Честь, с точки зрения аристократа тех времен, была материей неосязаемой, но весьма драгоценной – и давалась человеку по праву рождения. Поэтому у «джентльменов» честь была, а у представителей низших классов она отсутствовала. Однако в конце XIX столетия Европа пережила период стремительных социальных трансформаций, и понятие чести получило двоякий смысл. С одной стороны, она осталась атрибутом знати, которая все упорнее цеплялась за него, как за некий отличительный признак, выделявший ее на фоне преуспевающего среднего класса; с другой стороны, амбициозные личности могли теперь опираться на этот идеал, используя его как признак высокого социального статуса. Честь могла быть утрачена из-за недостойного поведения, пусть даже критерии «недостойного» никогда и не были четко определены.
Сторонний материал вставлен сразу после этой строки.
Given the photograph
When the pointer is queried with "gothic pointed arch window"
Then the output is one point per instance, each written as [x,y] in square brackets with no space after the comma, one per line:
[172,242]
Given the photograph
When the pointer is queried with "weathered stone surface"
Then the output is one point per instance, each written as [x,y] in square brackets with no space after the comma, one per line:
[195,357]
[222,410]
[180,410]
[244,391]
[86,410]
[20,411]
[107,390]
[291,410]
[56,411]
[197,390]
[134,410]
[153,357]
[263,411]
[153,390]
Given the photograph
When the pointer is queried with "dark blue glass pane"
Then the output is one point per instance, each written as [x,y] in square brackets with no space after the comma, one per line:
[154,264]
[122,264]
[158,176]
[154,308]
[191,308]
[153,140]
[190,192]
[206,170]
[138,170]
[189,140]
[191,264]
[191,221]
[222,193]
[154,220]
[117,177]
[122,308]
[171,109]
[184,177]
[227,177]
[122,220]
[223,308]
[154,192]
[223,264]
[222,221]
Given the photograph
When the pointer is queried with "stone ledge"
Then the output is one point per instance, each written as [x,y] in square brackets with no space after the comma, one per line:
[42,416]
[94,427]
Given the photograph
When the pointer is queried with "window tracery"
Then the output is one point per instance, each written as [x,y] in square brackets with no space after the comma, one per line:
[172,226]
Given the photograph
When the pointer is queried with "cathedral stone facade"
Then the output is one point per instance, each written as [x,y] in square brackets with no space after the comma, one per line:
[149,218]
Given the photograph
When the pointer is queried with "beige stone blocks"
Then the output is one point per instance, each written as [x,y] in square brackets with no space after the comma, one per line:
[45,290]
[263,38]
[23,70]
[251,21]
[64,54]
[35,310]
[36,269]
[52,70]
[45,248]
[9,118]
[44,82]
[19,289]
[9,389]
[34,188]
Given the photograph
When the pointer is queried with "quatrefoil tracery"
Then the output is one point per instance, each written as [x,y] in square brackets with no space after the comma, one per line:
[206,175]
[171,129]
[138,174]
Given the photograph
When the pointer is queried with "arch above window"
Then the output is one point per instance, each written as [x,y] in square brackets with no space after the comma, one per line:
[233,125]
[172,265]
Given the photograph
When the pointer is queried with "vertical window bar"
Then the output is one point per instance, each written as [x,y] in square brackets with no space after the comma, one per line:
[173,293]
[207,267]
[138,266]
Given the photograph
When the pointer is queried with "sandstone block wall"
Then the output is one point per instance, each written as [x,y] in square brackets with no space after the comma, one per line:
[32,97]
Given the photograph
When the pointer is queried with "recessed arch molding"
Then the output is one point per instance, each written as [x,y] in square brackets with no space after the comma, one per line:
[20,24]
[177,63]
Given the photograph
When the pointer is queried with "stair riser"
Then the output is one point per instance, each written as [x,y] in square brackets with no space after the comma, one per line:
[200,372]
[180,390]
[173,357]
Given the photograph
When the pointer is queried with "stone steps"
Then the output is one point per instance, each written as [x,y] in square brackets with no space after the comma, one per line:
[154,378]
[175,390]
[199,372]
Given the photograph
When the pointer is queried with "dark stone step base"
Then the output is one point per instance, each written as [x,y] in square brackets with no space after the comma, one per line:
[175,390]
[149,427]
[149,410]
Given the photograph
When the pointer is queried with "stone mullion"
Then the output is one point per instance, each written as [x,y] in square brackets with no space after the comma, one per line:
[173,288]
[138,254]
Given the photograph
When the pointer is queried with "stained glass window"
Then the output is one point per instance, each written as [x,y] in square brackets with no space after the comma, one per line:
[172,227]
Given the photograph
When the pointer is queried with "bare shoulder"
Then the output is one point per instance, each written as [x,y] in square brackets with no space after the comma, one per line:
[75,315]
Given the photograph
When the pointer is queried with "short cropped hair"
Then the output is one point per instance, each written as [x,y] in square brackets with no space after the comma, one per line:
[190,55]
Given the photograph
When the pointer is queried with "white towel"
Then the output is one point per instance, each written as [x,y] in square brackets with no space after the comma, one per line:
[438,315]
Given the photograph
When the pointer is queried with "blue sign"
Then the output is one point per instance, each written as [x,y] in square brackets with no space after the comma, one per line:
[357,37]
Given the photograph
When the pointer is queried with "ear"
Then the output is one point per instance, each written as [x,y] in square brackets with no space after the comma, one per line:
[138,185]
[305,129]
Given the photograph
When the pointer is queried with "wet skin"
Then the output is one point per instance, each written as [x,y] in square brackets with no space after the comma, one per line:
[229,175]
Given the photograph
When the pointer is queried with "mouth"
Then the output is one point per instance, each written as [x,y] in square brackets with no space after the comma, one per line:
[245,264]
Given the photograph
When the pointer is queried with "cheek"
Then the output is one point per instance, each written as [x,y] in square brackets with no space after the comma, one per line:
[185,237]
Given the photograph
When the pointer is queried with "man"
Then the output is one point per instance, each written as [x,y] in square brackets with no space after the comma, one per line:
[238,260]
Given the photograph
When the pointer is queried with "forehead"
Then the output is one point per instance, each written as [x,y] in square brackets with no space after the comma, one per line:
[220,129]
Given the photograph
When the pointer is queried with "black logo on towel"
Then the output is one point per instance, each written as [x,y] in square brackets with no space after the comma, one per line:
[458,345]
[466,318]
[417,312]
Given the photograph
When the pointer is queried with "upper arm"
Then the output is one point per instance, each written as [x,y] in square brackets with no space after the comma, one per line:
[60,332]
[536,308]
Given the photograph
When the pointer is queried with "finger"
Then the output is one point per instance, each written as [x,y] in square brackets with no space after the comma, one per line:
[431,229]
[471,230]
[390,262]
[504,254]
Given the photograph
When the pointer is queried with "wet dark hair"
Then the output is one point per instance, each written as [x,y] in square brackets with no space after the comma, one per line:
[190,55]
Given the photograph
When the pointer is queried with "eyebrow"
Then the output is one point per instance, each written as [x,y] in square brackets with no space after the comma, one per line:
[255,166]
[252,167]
Кроме того, чести можно было лишиться, не сумев отстоять ее – если потребуется, то и ценой своей жизни. Порой такая постановка вопроса могла подтолкнуть к дуэли или самоубийству, причем довольно часто эти вещи были равноценны. Когда выяснилось, что высокопоставленный офицер австро-венгерской разведки полковник Альфред Редль продавал России важнейшие военные секреты, Конрад сразу же распорядился, чтобы разоблаченному агенту дали револьвер и позволили поступить правильно. Редль действительно получил оружие и, как было должно, застрелился.
Дуэли из-за вопросов чести в XIX в. не только не прекратились, но даже стали происходить чаще – например, среди студенчества в университетах Германии и Австро-Венгрии. К этому времени дуэль до такой степени обросла правилами и ритуалами, что для решения таких технических вопросов, как выбор места для поединка или оружия (обычно это были шпаги или пистолеты)[621], уже требовались особые справочники. Отдельным вопросом было то, кто имел право бросить вызов, – ведь честь вызываемого могла пострадать, если вызывающий сам по себе не был достойным противником. Тщательно рассматривались и основания для вызова, например шулерство или оскорбительные замечания; в частности, одно из австрийских наставлений такого рода гласило, что можно вызвать даже того, кто пристально смотрит на вас, поигрывая при этом хлыстиком для собак. Ближайшим современным эквивалентом этих обычаев можно назвать принципы уличных банд, в среде которых малейшее проявление неуважения может привести к смерти.